Southeast Asia not capitalising on AI boom, says entrepreneur

Southeast Asia not capitalising on AI boom, says entrepreneur

Khailee Ng of 500 Global says regional governments still see artificial intelligence as a trend instead of critical infrastructure.

ai artificial intelligence
Khailee Ng of 500 Global said regional governments are acting in silos instead of building collective leverage in the global AI race. (File pic)
PETALING JAYA:
An entrepreneur and venture capitalist has warned that Southeast Asia is approaching a “golden age” moment in artificial intelligence governance, but is in danger of letting it slip by failing to act collectively or with urgency.

Khailee Ng, a partner at venture capital firm 500 Global, said many governments in the region treat AI the way they once treated social media – as a novelty rather than critical infrastructure.

“I’m worried that Southeast Asia is sitting at the precipice of a new golden age, and it didn’t take this shot,” he said on the Keris & Silicon podcast, hosted by former Umno Youth information chief Shahril Hamdan.

Khailee Ng.

“I am afraid that Southeast Asian countries are competing among themselves, doing their own thing, and not bundling much negotiating power to really exercise leverage in very important deals.”

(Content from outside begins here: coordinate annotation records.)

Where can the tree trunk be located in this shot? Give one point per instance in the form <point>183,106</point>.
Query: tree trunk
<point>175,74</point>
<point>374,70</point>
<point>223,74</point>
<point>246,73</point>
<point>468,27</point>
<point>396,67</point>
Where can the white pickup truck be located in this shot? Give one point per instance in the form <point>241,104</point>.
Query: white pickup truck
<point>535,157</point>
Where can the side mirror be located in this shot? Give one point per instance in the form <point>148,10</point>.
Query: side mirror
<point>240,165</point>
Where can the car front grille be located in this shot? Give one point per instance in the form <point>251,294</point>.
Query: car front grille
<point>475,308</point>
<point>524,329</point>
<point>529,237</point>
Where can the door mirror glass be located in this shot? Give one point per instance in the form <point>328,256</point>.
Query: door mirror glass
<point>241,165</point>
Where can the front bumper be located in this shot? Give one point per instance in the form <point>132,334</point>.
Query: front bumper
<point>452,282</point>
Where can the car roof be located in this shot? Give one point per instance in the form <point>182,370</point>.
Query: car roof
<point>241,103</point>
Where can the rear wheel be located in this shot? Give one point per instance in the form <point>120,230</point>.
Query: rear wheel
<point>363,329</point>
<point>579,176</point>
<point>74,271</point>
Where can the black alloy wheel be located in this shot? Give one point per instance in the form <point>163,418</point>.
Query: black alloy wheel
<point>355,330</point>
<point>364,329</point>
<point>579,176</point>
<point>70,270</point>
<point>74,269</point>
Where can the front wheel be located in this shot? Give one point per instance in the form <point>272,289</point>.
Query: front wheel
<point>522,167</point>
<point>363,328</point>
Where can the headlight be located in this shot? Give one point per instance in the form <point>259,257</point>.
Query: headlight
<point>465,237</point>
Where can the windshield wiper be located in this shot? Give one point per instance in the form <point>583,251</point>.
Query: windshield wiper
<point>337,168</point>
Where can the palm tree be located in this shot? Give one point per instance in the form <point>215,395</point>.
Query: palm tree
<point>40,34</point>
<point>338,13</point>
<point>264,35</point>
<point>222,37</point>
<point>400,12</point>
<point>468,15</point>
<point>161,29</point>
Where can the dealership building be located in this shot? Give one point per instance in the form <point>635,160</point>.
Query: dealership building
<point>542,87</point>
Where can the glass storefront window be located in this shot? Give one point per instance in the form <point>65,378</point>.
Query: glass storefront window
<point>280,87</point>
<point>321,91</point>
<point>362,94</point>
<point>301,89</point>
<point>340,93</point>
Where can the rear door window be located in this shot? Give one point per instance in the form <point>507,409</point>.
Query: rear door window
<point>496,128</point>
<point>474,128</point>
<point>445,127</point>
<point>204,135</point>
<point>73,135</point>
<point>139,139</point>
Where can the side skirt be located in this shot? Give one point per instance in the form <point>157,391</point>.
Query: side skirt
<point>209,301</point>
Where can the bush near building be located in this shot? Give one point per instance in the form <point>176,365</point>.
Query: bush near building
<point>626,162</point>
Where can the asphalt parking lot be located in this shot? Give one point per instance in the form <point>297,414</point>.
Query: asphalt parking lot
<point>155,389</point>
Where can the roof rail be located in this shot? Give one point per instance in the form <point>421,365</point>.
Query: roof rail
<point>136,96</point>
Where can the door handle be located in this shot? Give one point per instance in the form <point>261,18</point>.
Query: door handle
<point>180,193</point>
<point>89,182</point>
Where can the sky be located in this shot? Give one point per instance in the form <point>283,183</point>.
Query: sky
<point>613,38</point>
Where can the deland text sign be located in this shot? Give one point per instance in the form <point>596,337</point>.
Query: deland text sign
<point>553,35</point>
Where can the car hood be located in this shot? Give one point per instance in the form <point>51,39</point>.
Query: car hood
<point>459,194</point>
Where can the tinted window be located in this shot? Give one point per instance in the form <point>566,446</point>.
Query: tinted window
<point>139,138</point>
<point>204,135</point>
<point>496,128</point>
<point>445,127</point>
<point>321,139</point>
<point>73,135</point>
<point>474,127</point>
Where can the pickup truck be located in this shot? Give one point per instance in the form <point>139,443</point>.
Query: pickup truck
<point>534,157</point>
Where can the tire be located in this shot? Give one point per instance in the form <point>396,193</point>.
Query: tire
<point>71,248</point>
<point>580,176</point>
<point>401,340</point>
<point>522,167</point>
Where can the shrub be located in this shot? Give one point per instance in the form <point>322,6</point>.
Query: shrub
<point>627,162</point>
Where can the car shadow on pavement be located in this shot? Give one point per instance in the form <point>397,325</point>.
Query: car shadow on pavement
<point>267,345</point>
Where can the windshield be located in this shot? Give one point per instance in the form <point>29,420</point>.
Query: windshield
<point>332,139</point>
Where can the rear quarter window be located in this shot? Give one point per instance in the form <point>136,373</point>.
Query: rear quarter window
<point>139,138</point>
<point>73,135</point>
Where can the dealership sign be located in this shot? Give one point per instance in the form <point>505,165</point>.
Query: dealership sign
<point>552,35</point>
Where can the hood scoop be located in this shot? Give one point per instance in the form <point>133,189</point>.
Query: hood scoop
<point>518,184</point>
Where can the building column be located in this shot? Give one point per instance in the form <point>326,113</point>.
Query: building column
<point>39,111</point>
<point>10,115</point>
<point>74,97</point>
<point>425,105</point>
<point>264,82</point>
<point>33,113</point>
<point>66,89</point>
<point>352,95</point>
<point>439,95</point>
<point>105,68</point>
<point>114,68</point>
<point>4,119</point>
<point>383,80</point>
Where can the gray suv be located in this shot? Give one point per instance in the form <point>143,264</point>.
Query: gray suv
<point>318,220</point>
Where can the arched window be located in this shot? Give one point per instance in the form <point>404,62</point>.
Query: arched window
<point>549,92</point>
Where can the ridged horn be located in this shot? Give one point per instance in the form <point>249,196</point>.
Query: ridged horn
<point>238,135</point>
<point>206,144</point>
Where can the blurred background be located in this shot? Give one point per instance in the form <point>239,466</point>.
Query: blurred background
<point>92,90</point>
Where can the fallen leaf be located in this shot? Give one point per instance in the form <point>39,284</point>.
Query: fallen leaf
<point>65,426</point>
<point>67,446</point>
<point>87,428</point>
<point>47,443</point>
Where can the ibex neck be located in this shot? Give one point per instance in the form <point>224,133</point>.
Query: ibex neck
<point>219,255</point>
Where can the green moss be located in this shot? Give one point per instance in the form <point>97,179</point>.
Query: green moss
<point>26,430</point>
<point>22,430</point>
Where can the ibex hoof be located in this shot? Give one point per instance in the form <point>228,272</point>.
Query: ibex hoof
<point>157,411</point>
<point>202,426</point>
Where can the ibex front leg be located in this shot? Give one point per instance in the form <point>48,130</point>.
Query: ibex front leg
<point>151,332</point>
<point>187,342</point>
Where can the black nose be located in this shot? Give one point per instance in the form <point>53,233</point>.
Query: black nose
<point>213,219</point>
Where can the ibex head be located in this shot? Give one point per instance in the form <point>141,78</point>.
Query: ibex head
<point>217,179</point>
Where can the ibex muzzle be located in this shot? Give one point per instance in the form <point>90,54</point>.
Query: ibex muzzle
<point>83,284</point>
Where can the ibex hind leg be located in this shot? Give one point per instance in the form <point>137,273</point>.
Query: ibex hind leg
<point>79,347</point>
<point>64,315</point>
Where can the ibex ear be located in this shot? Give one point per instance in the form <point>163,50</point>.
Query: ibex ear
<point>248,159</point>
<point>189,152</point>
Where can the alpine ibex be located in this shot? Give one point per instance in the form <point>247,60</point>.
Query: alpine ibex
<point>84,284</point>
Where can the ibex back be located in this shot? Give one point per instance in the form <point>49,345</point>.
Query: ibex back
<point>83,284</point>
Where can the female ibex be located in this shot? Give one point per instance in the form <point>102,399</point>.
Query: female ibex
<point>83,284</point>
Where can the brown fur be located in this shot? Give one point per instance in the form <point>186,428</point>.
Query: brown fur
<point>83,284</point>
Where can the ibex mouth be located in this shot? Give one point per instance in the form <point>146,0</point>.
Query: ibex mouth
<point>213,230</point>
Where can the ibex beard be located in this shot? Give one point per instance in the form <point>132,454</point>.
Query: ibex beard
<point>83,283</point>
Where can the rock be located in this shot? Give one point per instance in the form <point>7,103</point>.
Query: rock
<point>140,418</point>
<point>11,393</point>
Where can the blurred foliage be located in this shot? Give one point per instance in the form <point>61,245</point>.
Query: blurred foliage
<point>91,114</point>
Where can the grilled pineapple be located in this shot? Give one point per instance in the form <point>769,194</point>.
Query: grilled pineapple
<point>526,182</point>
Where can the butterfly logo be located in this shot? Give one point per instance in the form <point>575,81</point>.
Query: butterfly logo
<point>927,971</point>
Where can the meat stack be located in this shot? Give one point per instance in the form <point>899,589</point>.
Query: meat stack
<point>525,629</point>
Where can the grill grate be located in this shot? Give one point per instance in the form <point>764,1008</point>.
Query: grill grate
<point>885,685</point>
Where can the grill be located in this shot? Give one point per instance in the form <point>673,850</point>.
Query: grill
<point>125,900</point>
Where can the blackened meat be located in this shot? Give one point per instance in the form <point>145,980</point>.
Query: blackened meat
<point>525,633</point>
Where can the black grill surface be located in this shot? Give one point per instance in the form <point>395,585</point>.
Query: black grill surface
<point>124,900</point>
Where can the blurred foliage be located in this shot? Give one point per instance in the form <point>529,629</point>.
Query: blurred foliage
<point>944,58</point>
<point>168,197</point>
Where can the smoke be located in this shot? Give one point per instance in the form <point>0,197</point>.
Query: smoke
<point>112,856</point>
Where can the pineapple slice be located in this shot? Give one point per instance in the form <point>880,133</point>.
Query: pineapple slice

Ng compared the issue to Malaysia’s oil history, saying governments must treat AI like a public utility, similar to electricity or petroleum, or the region risks ceding control of the technology to foreign providers.

“Imagine if we didn’t create Petronas … the next thing, they (foreigners) own a lot of oil fields and our oil is being taken by other people,” he said.

If the region failed to move quickly, Ng warned, “it will crush the region in 10 years”.

Although Southeast Asia has secured more than US$55 billion in AI investment commitments, there is still no common Asean framework covering issues such as data sovereignty, technology transfer, and investment terms.

Instead, countries have been negotiating separately, with Malaysia securing Microsoft’s US$2.2 billion investment pledge, Indonesia US$1.7 billion, and Thailand US$2.7 billion.

Ng also said Southeast Asia could position itself as a neutral ground as the US and China compete for dominance in AI technology.

He encouraged AI startups in the region to seek early-stage funding in San Francisco, which he described as the centre of global AI investment.

“It is not in New York or Boston. You have got to go to San Francisco and get some of this AI money where it lasts,” he said.

China’s bundling playbook

Throughout the podcast, Ng also spoke about China’s AI adoption rate, contrasting it with Southeast Asia’s reliance on foreign tech firms whose primary business was selling entertainment and lifestyle products to the region.

He said China’s major tech companies have embedded AI capabilities, including large language models, directly into their offerings, often at no cost to users, as a way of driving mass adoption.

“They’re willing to give you their LLM (Large Language Model) and credits for free – just get started (and) get hooked on our AI drugs. They’re willing to push,” he said.

Chinese state media reported in February the country had 602 million generative AI users as of December last year, up 141.7% from the end of 2023, with 254,000 new AI-focused SMEs registered in the first quarter of 2025 alone.